Data Pipeline¶

Current Implementation¶

The data pipeline consists of data loading and preprocessing stages.

V1.0 Data Pipeline Scope

The dataset is already pre-cleaned and contains no missing values, so no additional cleaning or imputation is required. At this stage, the only preprocessing step is applying label encoding to categorical features to make them compatible with the models.

Data Loading¶

Implementation¶

File: src/load_data.py

Functions Available¶

load_train_data() - Loads training data from raw CSV
load_test_data() - Loads test data from raw CSV
load_data() - Loads both training and test data
load_processed_data() - Loads already processed data
load_label_encoders() - Loads saved label encoder objects

Data Loading Process¶

# Load raw data
train_df, test_df = load_data()
print(f"Training data shape: {train_df.shape}")
print(f"Test data shape: {test_df.shape}")

The function prints data shapes and returns both datasets as pandas DataFrames.

Data Preprocessing¶

Implementation¶

File: src/preprocess.py

The preprocessing performs label encoding on categorical features:

def preprocess_data() -> Tuple[pd.DataFrame, pd.DataFrame]:
    """Apply label encoding to categorical features and save encoders.

    Fits encoders on combined train+test data to ensure consistency.
    Saves processed datasets and encoders to configured paths.
    """
    config = load_config()

    # Load raw data
    train_df, test_df = load_data()

    # Get categorical features from config
    categorical_features = config["features"]["categorical_features"]

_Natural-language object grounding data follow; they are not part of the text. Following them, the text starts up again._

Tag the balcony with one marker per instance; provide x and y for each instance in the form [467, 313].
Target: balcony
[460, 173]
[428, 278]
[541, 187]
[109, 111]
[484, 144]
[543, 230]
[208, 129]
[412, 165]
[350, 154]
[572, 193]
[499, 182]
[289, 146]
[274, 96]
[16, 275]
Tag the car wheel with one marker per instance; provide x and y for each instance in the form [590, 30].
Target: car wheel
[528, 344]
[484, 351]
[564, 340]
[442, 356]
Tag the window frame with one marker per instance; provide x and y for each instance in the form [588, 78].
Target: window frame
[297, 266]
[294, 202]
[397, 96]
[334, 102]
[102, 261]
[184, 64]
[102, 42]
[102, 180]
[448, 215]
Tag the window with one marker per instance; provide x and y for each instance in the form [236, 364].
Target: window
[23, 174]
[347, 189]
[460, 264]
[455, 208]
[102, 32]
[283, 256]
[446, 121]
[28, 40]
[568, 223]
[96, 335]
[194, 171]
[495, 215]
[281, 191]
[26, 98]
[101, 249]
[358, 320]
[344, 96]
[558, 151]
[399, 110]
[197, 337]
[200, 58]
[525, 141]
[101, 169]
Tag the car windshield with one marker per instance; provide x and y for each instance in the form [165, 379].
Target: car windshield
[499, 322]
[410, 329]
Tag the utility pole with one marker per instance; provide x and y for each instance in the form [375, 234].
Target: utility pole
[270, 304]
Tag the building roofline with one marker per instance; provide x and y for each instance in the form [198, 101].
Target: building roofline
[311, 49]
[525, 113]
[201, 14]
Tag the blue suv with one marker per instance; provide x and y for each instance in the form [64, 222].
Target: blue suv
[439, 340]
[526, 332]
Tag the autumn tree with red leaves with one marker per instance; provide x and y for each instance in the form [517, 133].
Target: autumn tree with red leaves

    # Process each categorical feature
    for feature in categorical_features:
        # Create label encoder
        le = LabelEncoder()

        # Fit on combined data for consistent encoding
        combined_values = pd.concat([
            train_df[feature].astype(str), 
            test_df[feature].astype(str)
        ]).unique()

        le.fit(combined_values)

        # Transform both datasets
        train_df[feature] = le.transform(train_df[feature].astype(str))
        test_df[feature] = le.transform(test_df[feature].astype(str))

Output Files¶

data/processed/
├── train_processed.csv    # Processed training data
├── test_processed.csv     # Processed test data
└── label_encoders.pkl     # Saved label encoder objects

Configuration¶

The data pipeline is controlled by settings in config/config.yaml:

data:
  raw_data_path: "data/raw/"
  processed_data_path: "data/processed/"
  train_file: "train.csv"
  test_file: "test.csv"
  target_column: "y"
  id_column: "id"

features:
  categorical_features: [job, marital, education, default, housing, loan, contact, month, poutcome]
  numerical_features: [age, balance, day, duration, campaign, pdays, previous]
  features_to_drop: [id]
  unknown_values: ["unknown"]

Execution¶

Run Preprocessing¶

# Via MLFlow entry point
mlflow run . -e data_preprocessing

# Direct execution
python src/preprocess.py

Load Processed Data¶

from src.load_data import load_processed_data, load_label_encoders

# Load processed datasets
train_df, test_df = load_processed_data()

# Load saved encoders for future use
encoders = load_label_encoders()